Ein Mensch beschließt, der sonstigen kulturellen Ödnis zu entkommen und ersteht ein Abonnement des Radio-Sinfonieorchesters Saarbrücken, dessen Qualität ihm aus Radiosendungen bekannt ist. Er wundert sich, wie leicht ihm das Abonnieren gelingt. Bei der Qualität des Orchesters, welches im weiten Umkreis seinesgleichen sucht, hatte er eine jahrelange Wartezeit einkalkuliert. Allerdings findet er sich bei der ersten Matinee im Rücken der Kontrabassgruppe wieder. Er bewundert die eleganten Bewegungen und den wunderbar homogenen Klang dieser Gruppe, genießt auch die eleganten Dirigate von Marcello Viotti, hätte aber doch gern mehr vom Rest des Orchesters gesehen und gehört. Also arbeitet er sich Saison für Saison weiter in die Mitte des Parketts vor.
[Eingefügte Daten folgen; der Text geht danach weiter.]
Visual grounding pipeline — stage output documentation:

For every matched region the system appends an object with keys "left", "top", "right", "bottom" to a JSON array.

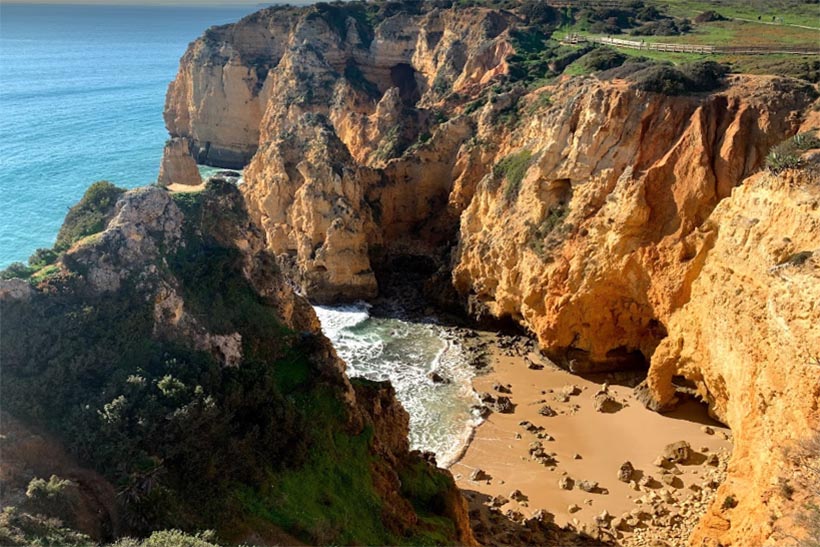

Weil in den ersten Reihen der Orchesterklang noch nicht so recht verschmilzt, abonniert er weiter hinten liegende Plätze. Dort hat er dank großen Wuchses einen vollen Überblick über das ganze Orchester, kann die wunderbaren Konzertmeister und die exzellenten Solisten an den Blasinstrumenten genießen, freut sich über die mit großer Konstanz und Qualität ihr Werk tuenden Oboisten Stolzenberger und Klarinettisten Müller-van Recum, sieht den Chefdirigenten Michael Stern kommen und scheitern, begrüßt den neuen Chefdirigenten Günter Herbig, freut sich über den Zugang Guilhaume Santana am Fagott und trauert einige Zeit später wieder über dessen Weggang, beklagt den Verlust an der Flöte, freut sich aber am ästhetisch und musikalisch äquivalenten Ersatz nach der Verschmelzung mit dem qualitativ nicht überall überzeugenden Orchester aus Kaiserslautern. Während er sich auf die Empore hocharbeitet, trauert er dem Hornsolisten nach, der, vom Orchester beurlaubt, in Peking den Aufbau eines nationalen Sinfonieorchesters betreut, überzeugt sich bei einem Konzert im dortigen National Center for the Performing Arts davon, dass diese Aufgabe nicht den Einsatz bei den verpassten Konzertmatineen wert war. Zur Zeit der Verschmelzung der Saarbrücker und Kaiserlauterer Orchester unter Christoph Poppen hat er sich schließlich auf die Empore Mitte verbessert. Im letzten Drittel seines Lebens hat er eines seiner wichtigsten Ziele erreicht, ein garantierter Platz auf der Empore Mitte.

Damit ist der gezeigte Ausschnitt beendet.